When to Use Contextual Retrieval
High value scenarios:
- Legal documents (contracts, case law), lots of cross-references and defined terms
- Financial reports, company names, time periods, specific metrics that context clarifies
- Technical documentation, "the following API" needs context for which API
- Medical records, patient context, procedure context, reference to earlier findings
- Books and long-form content, chapter context matters for recall
Lower value scenarios:
- FAQ documents (already self-contained Q&A pairs)
- Short product descriptions
- Standalone articles where each section is context-complete
- Code snippets that are self-explanatory
Contextual Retrieval + BM25 = Even Better
Combine contextual embeddings with BM25 keyword search and merge with Reciprocal Rank Fusion (RRF) for the best results:
from rank_bm25 import BM25Okapi
def reciprocal_rank_fusion(results_list: List[List[int]], k: int = 60) -> List[int]:
"""Merge multiple ranked lists using RRF."""
scores = {}
for results in results_list:
for rank, doc_id in enumerate(results):
if doc_id not in scores:
scores[doc_id] = 0
scores[doc_id] += 1.0 / (k + rank + 1)
return sorted(scores.keys(), key=lambda x: scores[x], reverse=True)

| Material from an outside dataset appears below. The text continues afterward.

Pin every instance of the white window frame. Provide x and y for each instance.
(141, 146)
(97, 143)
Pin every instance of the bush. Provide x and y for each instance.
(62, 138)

def hybrid_search(query: str, query_embedding: List[float],
bm25_index: BM25Okapi, vector_results: List[int],
top_k: int = 10) -> List[int]:
# BM25 results
tokenized_query = query.split()
bm25_scores = bm25_index.get_scores(tokenized_query)
bm25_results = sorted(range(len(bm25_scores)),
key=lambda i: bm25_scores[i], reverse=True)[:top_k * 2]
# Merge with RRF
return reciprocal_rank_fusion([vector_results[:top_k * 2], bm25_results])[:top_k]
Summary
Contextual Retrieval is one of the highest-ROI RAG improvements available:
- 49% fewer retrieval failures on Anthropic's benchmarks
- 67% fewer failures when combined with BM25 hybrid search
- Cost: ~$0.15 per 100-page document with prompt caching
- Implementation time: 1-2 days for a working pipeline
If your RAG system handles long, structured documents, legal, financial, technical, contextual retrieval is likely the single best improvement you can make this quarter. The cost is low, the improvement is large, and the implementation is straightforward.